Like once hip baby boomer parents who finds themselves upset by the volume of their child's rock music, DARPA, the Defense Department's advanced research arm, has fallen behind with the medium it helped pioneer. Despite inventing the Internet, a new online solicitation reveals that the agency seems out of touch with one of the most important recent developments in online technology: cloud computing.

In the solicitation posted today, DARPA put out a call for information about cloud computing, effectively asking private industry to teach it how to handle military information in the same way Netflix handles movies or Amazon handles books. The less-than-ambitious timeline calls for a cloud solution to military computing within three to five years, which would put the Department of Defense a mere five to ten years behind private industry.

"In the civilian domain, cloud computing has demonstrated substantial benefits in development and maintenance of software applications. To date, the cloud computing paradigm has not been effectively exploited in embedded military applications, for reasons related to performance and correctness constraints," said the online solicitation. The document goes on to define "embedded military applications" as "command and control of a submarine, in-field data or information analysis, and image data processing on board an unmanned aerial vehicle."

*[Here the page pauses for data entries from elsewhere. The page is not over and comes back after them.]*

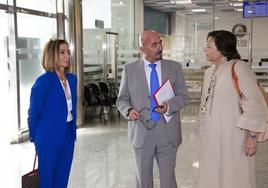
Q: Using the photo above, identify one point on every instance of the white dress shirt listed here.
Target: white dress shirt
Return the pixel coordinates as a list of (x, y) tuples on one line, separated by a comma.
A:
[(148, 70)]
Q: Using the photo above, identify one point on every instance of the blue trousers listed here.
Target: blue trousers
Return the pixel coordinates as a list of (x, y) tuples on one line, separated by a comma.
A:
[(54, 163)]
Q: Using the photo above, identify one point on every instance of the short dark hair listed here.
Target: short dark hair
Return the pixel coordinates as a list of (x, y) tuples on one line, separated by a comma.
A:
[(225, 42)]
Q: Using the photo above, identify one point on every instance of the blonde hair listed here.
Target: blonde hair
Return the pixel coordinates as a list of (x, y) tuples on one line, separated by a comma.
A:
[(51, 55)]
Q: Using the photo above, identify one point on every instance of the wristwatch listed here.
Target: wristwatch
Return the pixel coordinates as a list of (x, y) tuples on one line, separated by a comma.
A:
[(252, 134)]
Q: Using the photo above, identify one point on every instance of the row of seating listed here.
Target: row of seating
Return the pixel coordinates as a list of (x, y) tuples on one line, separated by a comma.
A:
[(99, 100)]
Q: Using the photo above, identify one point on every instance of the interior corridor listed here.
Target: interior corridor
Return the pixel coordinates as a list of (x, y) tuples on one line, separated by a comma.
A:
[(103, 157)]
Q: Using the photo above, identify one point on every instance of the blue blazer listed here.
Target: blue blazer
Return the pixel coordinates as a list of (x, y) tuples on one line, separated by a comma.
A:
[(48, 111)]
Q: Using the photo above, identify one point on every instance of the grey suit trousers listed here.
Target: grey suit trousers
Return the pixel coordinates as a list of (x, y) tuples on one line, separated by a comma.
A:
[(156, 145)]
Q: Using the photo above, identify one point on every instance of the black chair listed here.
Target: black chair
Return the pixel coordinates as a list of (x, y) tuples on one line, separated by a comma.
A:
[(109, 95), (105, 102), (92, 102)]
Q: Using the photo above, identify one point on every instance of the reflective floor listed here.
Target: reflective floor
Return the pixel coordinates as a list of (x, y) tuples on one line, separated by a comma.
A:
[(103, 157)]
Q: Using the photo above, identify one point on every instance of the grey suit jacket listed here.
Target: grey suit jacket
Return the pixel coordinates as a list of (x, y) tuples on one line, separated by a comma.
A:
[(134, 93)]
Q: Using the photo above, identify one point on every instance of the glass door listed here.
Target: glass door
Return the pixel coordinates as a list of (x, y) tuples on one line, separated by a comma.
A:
[(110, 48)]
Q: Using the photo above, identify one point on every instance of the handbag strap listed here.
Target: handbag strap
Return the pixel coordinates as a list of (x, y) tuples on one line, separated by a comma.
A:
[(34, 160), (235, 81)]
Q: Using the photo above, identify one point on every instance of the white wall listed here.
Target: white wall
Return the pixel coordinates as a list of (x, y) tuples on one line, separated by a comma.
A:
[(192, 30)]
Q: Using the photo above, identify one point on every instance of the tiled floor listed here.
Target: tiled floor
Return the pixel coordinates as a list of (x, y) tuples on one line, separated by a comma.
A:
[(103, 157)]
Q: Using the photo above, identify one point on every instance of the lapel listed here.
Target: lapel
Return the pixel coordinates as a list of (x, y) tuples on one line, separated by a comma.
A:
[(164, 71), (142, 78)]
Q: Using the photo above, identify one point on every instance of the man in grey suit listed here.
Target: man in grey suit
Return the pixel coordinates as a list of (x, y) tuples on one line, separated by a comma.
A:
[(153, 138)]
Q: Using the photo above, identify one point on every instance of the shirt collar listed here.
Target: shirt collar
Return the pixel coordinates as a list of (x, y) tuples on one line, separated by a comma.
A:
[(147, 63)]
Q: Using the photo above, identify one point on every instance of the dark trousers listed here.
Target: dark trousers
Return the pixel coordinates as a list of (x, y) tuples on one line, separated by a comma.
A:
[(54, 163)]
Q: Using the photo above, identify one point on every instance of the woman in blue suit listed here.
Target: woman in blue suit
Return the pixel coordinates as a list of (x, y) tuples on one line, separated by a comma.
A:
[(52, 116)]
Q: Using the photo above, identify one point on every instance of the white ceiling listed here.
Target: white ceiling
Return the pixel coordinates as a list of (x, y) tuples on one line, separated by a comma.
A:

Ideally, a move to the cloud could help spark a revolution in portable computers for already weighed-down infantry soldiers. Currently, wearable computers, such as those found in the now-defunct Land Warrior System, have proven too fragile and too heavy for use on the front lines. However, with all the processing power and memory sequestered in the cloud, a soldier would only need a light and durable smartphone-like device to receive complex information about the battlefield.

However, even DARPA notes that security and institutional barriers will almost certainly slow any move to cloud computing. The solicitation itself notes that cloud computing systems rely on constant connectivity — a problem for soldiers operating in remote Afghan villages or submariners running silent beneath the waves — and mentions that the cloud necessarily involves increased information sharing, something a post-Wikileaks military will surely find rather unappealing.

The solicitation goes out of its way to avoid touching on cultural trends within the military that could inhibit the adoption of cloud computing, instead choosing to focus solely on solving the technical challenges.

"Some current military standards and practices inhibit the use of cloud computing. DARPA's role is to remove technical obstacles to progress; hence issues related to existing standards and how they might be improved are of secondary concern," the solicitation reads.

Luckily, like some of DARPA's biggest successes, any solutions to cloud computing weakness that grow out of the military's cloud program could have immediate and important implications for existing commercial cloud vendors. In particular, any program that successfully compartmentalizes cloud data to military specifications would almost certainly help protect civilian cloud centers that find themselves struggling to balance the openness of the cloud with defense against increasingly virulent attacks from sophisticated malware.